To evaluate the effectiveness of the classification network proposed in this paper, we compare the proposed neural network model with VGG-16 [21], ResNet34, GoogleNet [22], DenseNet121, MobileNet, ShuffleNet, ShuffleNet_SK, and ShuffleNet_SE. To compare the results more confidently, all models use the dataset in this paper and are trained in the same training environment. As shown in Table 2, this study compares the accuracy, precision, recall, and F1-scores of the above networks. The mean and standard deviation were used to summarize the results. The results show that the classification ability of the improved network is significantly improved.

Figures 7 and 8 show that the model size of the improved network is greatly reduced compared with the traditional classification network and also greatly reduced compared with the lightweight network MobileNet. In terms of classification accuracy, the improved network maintains high recognition accuracy, and the classification performance is improved compared with the unimproved ShuffleNet and significantly improved compared with MobileNet. Our model can improve computational efficiency significantly while achieving good performance in terms of classification accuracy, thus representing a reasonable balance between model size and performance.

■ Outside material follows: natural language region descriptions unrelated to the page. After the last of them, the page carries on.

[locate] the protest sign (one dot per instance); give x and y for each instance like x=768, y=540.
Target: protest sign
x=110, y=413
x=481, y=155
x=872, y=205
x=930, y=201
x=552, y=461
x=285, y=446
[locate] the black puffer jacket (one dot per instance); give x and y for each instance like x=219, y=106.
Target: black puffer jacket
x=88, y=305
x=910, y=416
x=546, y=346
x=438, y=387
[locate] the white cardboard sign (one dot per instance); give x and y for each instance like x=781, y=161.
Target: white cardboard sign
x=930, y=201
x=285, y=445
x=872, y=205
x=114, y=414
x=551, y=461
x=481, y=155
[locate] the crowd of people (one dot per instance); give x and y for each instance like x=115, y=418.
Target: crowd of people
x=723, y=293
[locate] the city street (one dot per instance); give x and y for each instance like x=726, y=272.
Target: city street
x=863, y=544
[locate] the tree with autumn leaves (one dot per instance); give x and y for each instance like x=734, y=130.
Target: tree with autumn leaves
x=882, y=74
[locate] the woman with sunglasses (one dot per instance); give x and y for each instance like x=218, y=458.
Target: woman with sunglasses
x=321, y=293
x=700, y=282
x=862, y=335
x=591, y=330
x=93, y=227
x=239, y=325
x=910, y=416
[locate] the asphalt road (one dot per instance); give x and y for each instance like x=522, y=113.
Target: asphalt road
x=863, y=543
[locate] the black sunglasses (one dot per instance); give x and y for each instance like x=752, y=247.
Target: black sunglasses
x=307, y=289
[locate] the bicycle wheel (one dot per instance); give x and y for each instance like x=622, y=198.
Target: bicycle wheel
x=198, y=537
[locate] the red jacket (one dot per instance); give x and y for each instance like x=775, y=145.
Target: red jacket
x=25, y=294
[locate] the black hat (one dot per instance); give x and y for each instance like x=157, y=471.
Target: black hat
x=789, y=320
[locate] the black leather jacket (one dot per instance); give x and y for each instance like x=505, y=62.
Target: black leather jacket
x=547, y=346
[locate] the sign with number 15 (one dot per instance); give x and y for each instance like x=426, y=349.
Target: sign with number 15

As shown in Figure 9, the improved network may not be as effective as the network before improvement in one index, the prediction accuracy of the network model with SENet added is better.

5. Conclusions

This paper has proposed a dataset of colposcopic images using colposcopic images of cervical precancerous lesions and cervical cancer patients of different grades. We have also used six neural network models for comparative experiments and proposed two new deep learning-based lightweight network models ShuffleNet_SK and ShuffleNet_SE for multiclassification of cervical diseases. The classification performance is improved by adding attention on the inverted residual network. As a result, ShuffleNet_SK and ShuffleNet_SE achieved classification accuracy of 81.23% and 81.38%, respectively. The proposed networks are suitable for the mobile terminal with limited computing resources, which can classify cervical diseases more accurately and faster, so as to meet the demand of real-time, and has more practical clinical application value. Additionally, they can also be applied to prescreen for other types of cancer, reducing missed detection by physicians.

Data Availability

The data are publicly available at https://github.com/AluminiumOxide/ShuffleNet_Attention_Extend.

Conflicts of Interest

The authors declare that there are no conflicts of interest regarding the publication of this paper.

Acknowledgments

This study was supported by Baoding Science and Technology Planning Project (2141ZF306, 2141ZF135), and Supported by Foundation of President of Hebei University (XZJJ201918).